DENVER, United States, July 18 (Xinhua) -- An annual International Space Station (ISS) R&D conference ended Thursday in Denver with NASA and its affiliates trumpeting a long list of accomplishments during the past year.
Saving the best for last, Dr. Samuel Chao Chung Ting, Massachusetts Institute of Technology professor and 1976 Nobel Prize Laureate for Physics, gave attendees a first-ever video overview of the Alpha Magnetic Spectrometer (AMS), a state-of-the-art cosmic ray particle detector, built in China and delivered to the ISS in 2011.
"In the Big Bang Theory, the universe creation required the same amount of matter and anti-matter...so where is the anti-matter universe?" Ting asked, revealing new information about the AMS and its function.
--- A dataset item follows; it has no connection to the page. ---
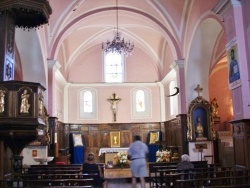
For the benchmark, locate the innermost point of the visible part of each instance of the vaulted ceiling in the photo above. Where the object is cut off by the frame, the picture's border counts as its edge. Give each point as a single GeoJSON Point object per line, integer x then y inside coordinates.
{"type": "Point", "coordinates": [158, 29]}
"This is a new instrument to search for phenomenon in the universe not yet discovered and imagined," said Ting, who noted the AMS measured 35 billion "events" in an 18-month period since being operational on the station, collecting data from cosmic sources emanating from stars and galaxies millions of light years beyond the Milky Way.
Studies measuring carbon, helium and other elements show consistent fluctuations and "require time to collect consistent data," Ting said."There's nothing we can do but wait. This collection of data includes all of the elements of the Periodic Table," he added.
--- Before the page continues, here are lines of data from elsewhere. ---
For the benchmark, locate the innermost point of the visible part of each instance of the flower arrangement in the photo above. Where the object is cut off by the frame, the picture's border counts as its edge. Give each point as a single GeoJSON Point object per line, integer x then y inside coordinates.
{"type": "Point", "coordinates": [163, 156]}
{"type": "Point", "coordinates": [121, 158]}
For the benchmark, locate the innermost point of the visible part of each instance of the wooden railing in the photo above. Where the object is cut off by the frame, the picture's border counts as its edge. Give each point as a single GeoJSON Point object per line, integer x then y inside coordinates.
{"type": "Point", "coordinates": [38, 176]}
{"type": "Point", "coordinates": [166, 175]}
The AMS is the largest and most advanced magnetic spectrometer ever created for space. With visible matter in the universe totaling only five percent of the total mass known to exist, scientific exploration in this field is just beginning.
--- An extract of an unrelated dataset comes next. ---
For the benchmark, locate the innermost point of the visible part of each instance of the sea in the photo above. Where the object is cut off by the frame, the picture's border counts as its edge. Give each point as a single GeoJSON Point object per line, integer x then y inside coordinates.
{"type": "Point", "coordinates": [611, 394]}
Ting, whose family originates from China's Shandong Province, is spearheading the 2-billion-U.S.-dollar project that involves 500 scientists from 56 institutions and 16 countries. The AMS houses 1,180 temperature sensors, 10,800 photo sensors and 212 computers.
It has been a year since NASA and its newly created partner, the Center for the Advancement of Science in Space, announced an ambitious plan to attract private and scientific sector participation in the station that was launched in 2000.
"Unlike last year, this conference is showcasing what we've actually accomplished," said James Kirkpatrick, executive director of the American Astronautical Society, the organization hosting the conference. "Real results are coming out of the ISS."
Three scientists, who were given "Top Discovery" awards on the ISS in 2012, gave presentations at the conference on research conducted during the past year aboard the station.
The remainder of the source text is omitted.